If you are shooting outdoors on a bright sunny day the first thing to think about is getting control over your ambient light. If you are using flash then that puts a particular constraint on you due to the maximum sync speed - normally 1/250, but only 1/200 on the Rebels. If we think about good old Sunny 16.... If you are at 100 ISO and shooting at 1/250 you will need an aperture of f/10 for a "correct" ambient exposure. If you shoot any slower than 1/250 - say 1/200 then you will need to go to f/11 and so on, up to 1/100 and f/16, for example.

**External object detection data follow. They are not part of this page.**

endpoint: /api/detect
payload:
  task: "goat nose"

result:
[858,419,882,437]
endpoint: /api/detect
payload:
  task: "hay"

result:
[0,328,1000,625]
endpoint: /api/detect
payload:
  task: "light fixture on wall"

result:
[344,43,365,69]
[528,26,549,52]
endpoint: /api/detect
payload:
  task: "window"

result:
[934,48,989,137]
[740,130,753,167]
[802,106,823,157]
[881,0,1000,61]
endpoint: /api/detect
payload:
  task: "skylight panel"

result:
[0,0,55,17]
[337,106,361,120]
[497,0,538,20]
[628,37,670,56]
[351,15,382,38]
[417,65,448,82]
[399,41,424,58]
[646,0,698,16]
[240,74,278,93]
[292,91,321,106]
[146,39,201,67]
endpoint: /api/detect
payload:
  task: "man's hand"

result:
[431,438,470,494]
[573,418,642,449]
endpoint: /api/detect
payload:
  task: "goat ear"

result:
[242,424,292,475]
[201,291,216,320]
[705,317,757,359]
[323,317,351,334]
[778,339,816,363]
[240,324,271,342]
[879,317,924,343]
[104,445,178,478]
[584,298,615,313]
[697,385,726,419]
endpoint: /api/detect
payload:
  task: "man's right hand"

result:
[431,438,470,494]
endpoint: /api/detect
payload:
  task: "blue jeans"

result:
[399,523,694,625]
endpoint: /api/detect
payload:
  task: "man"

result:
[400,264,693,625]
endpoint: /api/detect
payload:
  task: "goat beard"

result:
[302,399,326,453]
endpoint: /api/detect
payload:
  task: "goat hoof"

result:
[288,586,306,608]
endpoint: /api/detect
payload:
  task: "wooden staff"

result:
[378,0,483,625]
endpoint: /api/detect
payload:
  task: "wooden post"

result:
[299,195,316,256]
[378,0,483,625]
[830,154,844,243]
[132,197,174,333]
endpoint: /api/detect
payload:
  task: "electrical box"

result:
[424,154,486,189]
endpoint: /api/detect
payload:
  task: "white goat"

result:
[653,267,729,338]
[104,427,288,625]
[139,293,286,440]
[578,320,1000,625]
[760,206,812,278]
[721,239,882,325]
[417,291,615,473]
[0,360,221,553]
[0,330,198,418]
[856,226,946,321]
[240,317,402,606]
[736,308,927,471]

But f/16 is probably not the best choice for portraits unless you want to see the whole backgrond in focus too. Also, f/16 is going to make your flash work very hard in order to have much impact, so you'll likely be hard up against that 1/250 wall, in order to open up your aperture a bit. If you do want a wider aperture for creative DOF you can always throw an ND filter on the lens, which is great for the background, but your flash will also need to battle its way through the filter so it will not give you any advantage in managing the lighting balance. It will give you the magic bokey though, with a decent lens.

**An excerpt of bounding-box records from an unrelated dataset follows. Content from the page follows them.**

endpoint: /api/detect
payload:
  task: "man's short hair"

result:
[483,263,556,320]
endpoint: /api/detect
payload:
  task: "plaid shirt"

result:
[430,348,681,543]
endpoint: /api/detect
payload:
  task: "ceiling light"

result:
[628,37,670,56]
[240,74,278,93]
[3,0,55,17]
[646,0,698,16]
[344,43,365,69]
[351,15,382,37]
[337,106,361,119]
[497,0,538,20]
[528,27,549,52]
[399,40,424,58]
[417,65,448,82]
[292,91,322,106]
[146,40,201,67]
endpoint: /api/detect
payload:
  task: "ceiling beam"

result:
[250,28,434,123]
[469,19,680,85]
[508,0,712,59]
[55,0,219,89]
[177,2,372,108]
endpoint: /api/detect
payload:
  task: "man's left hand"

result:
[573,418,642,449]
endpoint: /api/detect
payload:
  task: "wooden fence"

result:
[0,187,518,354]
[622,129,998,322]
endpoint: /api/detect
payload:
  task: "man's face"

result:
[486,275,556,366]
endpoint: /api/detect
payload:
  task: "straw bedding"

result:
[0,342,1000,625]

So you need to figure out what your creative goals are for aperture and DOF, and whether you want the background brighter or dimmer than a "standard" exposure. Then you can work out what else you need on top of that in terms of adding flash and how all that influences your ambient exposure settings. If your subject is in the same light as the background and you want to add flash as well then you will probably need to set the ambient exposure a little below "optimum" because you need to leave some room in the exposure settings for the extra light from the flash, without overexposing your subject. i.e. you will want to underexpose your background slightly. The alternative is to shade your subject with a large diffuser panel, or just position them in a shadey spot (open shade or even shade, not dappled) and then light as you wish with the flash. This will create far less dependence between the ambient and flash exposures. Check out some of this guy's work....
http://www.youtube.com/watch?v=sqMI72jsXRQ&
http://www.youtube.com/watch?v=brSWJZmJ2m8
http://www.youtube.com/watch?v=g18tXTmm-Qs
If the ambient light is less than bright sunshine then your job gets easier, as your 1/250 limit becomes less of a constraint, and the weaker ambient light becomes easier to dominate/overcome with flash power. Let's assume the ambient light is such that you can work at 100 ISO, f/8 and 1/100, so the ambient is a couple of stops dimmer than Sunny 16 conditions. If you had a single 580EX flash gun your maximum working distance, with a 100mm lens, would be 58 (guide number) / 8 (f/stop) = 7.25m or about 23'. With a wide lens it would be less. Now, lets say you can place the flash gun half that distance from your subject - 3.6m or 11.5' away. Here's where the fun begins....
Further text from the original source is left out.